Sprzedaż i podaż mieszkań powoli spada, ale koszty kupna idą do góry. Wkrótce przekroczą poziom z roku 2008. Podwyżki widać zarówno na rynku pierwotnym, jak i wtórnym. Zmieniają się również stawki za wynajem. W nowym roku tendencja ta będzie się utrzymywać. Rosną bowiem ceny gruntów i materiałów budowlanych, na czym traci oczywiście klient. Wysokim cenom i utrzymaniu popytu sprzyjają też przyznawane powszechnie tanie kredyty.
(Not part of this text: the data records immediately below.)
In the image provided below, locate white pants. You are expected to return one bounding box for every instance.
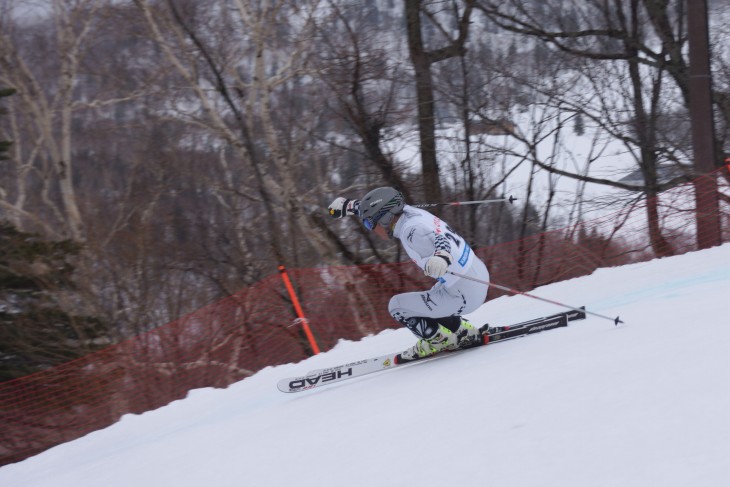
[388,258,489,338]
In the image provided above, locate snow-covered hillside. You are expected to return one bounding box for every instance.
[2,244,730,487]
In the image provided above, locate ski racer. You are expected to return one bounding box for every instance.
[328,187,490,361]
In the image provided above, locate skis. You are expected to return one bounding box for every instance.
[276,308,586,393]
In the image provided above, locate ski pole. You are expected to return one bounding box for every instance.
[413,195,516,208]
[450,271,623,325]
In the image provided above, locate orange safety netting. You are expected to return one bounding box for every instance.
[1,168,729,465]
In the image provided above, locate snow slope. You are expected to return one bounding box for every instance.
[2,244,730,487]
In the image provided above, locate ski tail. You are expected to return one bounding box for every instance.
[482,307,585,343]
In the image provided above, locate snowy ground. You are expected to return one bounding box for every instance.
[2,244,730,487]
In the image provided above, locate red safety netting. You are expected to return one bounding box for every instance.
[1,167,728,465]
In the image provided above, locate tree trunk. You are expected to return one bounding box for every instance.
[405,0,441,200]
[645,193,673,257]
[686,0,721,249]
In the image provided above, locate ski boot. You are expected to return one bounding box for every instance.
[398,325,457,362]
[449,318,482,349]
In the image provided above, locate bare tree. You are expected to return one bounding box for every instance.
[405,0,475,201]
[0,1,109,240]
[312,2,413,195]
[473,0,723,256]
[131,0,351,272]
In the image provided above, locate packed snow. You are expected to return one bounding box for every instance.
[2,243,730,487]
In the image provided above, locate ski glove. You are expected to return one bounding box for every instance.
[424,250,453,278]
[328,197,360,218]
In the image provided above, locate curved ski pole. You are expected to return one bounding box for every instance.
[450,271,623,325]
Ponadto na wzrost cen lokali wpływ mają rosnące oczekiwania finansowe deweloperów i właścicieli mieszkań używanych w największych miastach w kraju. Indeks cen nieruchomości urban.one we wrześniu tego toku wyniósł 99.47 pkt. To o 0,87 pkt więcej niż miesiąc temu i o 3,1 pkt więcej niż w analogicznym okresie poprzedniego roku. Niedługo osiągnięty zostanie krytyczny poziom 100.
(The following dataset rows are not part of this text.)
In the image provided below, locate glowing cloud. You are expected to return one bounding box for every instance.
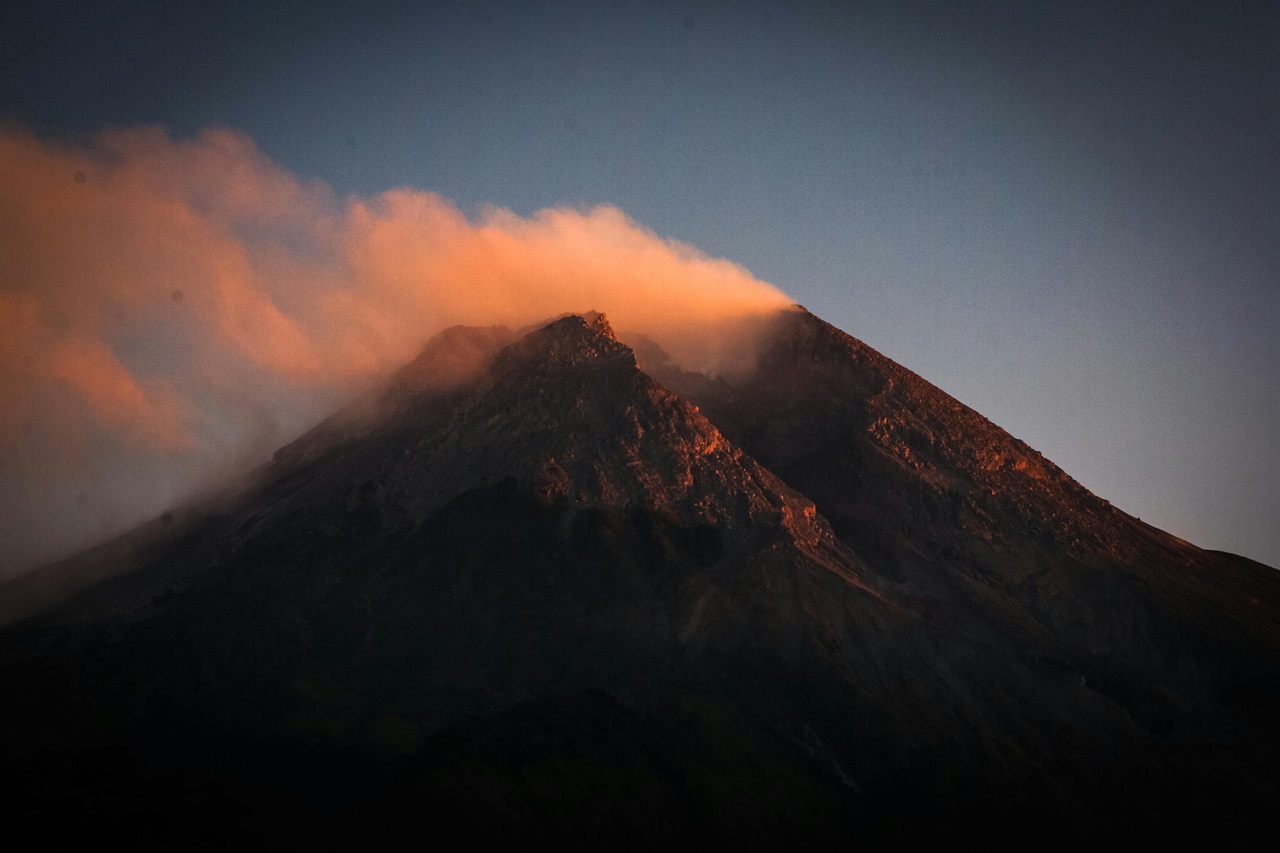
[0,125,792,579]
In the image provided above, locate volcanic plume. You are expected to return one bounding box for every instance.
[0,125,789,579]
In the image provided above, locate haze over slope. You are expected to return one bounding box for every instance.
[0,125,790,579]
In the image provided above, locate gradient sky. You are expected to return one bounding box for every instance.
[3,0,1277,567]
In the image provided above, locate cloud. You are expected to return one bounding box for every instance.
[0,124,792,579]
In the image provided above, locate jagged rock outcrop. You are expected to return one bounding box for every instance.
[652,307,1280,701]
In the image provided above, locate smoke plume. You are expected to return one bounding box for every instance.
[0,125,792,580]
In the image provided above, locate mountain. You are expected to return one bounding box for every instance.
[647,308,1280,714]
[2,308,1277,848]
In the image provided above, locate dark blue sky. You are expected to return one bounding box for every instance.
[4,0,1278,565]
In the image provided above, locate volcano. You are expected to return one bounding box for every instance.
[2,308,1278,847]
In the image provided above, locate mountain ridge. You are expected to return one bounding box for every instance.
[2,307,1277,845]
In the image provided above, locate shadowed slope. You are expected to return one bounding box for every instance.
[649,306,1280,834]
[0,313,916,842]
[2,309,1278,846]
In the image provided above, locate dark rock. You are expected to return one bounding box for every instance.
[2,308,1278,847]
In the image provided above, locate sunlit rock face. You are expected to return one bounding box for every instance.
[2,309,1278,846]
[654,308,1280,681]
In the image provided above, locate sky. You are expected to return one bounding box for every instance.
[1,0,1277,573]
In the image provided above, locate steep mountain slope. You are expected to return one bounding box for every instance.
[648,306,1280,832]
[2,310,1277,846]
[0,313,904,842]
[651,308,1280,657]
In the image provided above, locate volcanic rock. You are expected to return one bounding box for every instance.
[2,308,1277,847]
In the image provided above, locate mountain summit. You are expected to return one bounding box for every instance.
[3,309,1278,846]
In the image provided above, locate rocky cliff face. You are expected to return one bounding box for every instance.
[2,309,1278,846]
[654,306,1280,684]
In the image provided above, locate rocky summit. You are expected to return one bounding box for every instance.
[2,308,1278,848]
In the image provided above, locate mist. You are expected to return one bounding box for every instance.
[0,124,793,581]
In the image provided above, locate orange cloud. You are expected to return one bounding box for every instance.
[0,123,792,579]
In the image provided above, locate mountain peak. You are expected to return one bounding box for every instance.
[540,310,617,341]
[495,311,634,376]
[4,303,1279,845]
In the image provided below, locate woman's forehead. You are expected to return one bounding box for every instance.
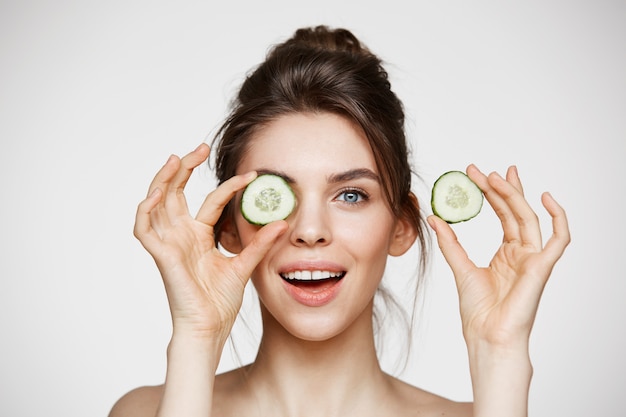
[239,112,377,175]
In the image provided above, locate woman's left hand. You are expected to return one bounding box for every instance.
[428,164,570,349]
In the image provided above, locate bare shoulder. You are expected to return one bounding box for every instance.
[107,368,247,417]
[108,385,164,417]
[386,375,473,417]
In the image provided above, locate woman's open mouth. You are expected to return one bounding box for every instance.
[279,270,346,306]
[280,270,345,292]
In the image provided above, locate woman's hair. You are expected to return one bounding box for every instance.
[211,25,429,366]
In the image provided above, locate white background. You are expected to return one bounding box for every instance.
[1,1,624,416]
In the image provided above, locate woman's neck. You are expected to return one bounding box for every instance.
[242,301,391,417]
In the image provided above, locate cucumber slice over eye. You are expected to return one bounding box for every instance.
[241,174,296,225]
[431,171,483,223]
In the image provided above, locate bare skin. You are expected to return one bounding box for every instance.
[110,113,569,417]
[112,376,471,417]
[111,310,472,417]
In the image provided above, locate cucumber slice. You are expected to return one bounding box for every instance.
[431,171,483,223]
[241,174,296,225]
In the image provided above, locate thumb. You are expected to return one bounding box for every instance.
[230,221,288,281]
[428,215,477,286]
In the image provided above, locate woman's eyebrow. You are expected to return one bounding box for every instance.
[254,168,379,184]
[255,168,296,184]
[327,168,380,184]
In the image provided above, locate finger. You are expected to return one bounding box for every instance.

Za mieszkanie w Warszawie obecnie średnio trzeba zapłacić około 8300 zł/m2. W Szczecinie i Łodzi jest to odpowiednio 5200 i 4900 zł za metr kwadratowy, a w Gdańsku 6400 zł. Najlepiej sprzedają się klasyczne mieszkania dwupokojowe. Najmniej zmian zaobserwować można w tzw. segmencie premium, gdzie ceny nie zmieniają się tak gwałtownie.
Największe podwyżki odnotowywane są w dużych miastach takich jak Warszawa czy Wrocław. To tam jest bowiem największe zapotrzebowanie na pracowników. Duże miasta przyciągają również inwestorów i osoby, które chcą wzbogacić się na wynajmie.
Niektórzy eksperci są zdania, że dojść może wkrótce do rynkowego przesilenia i spadku sprzedaży mieszkań. Dominuje jednak opinia, że w parze ze wzrostem cen mieszkań idzie wzrost gospodarczy. Polacy są coraz zamożniejsi i stać ich na coraz to nowe nieruchomości.
Mieszkania są drogie, bo jest ich stosunkowo mało. Pod tym względem Polska wciąż na tle Europy wypada słabo. Ponadto potrzeby mieszkaniowe rosną szybciej niż na rynku pojawiają się nowe mieszkania. Eksperci szacują, że obecnie w kraju brakuje od 700 tysięcy do nawet 3 milionów mieszkań. Polacy mieszkają w lokalach ciasnych i przeludnionych.
Problemem jest też polskie prawo administracyjne i budowlane. Na to z kolei często skarżą się deweloperzy. Obowiązujące normy budowlane wymagają stosowania niejednokrotnie bardzo drogich materiałów, czy wymuszają używanie rozwiązań nieopłacalnych. Brakuje również siły roboczej. Ukraińcy, którzy do tej pory ratowali sytuację, coraz częściej wyruszają do Niemiec.
Wydatki na mieszkalnictwo w Polsce w stosunku do PKB są najniższe w całej UE. W krajach zachodnich kieruje się średnio 1 % PKB na mieszkalnictwo. W Polsce dla porównania jest to zaledwie 0,08 % PKB. Poza tym wielu Polaków z uwagi na nierówności zarobkowe migruje do dużych miast, co przekłada się na większe zapotrzebowanie na lokale mieszkalne, których ceny cały czas rosną.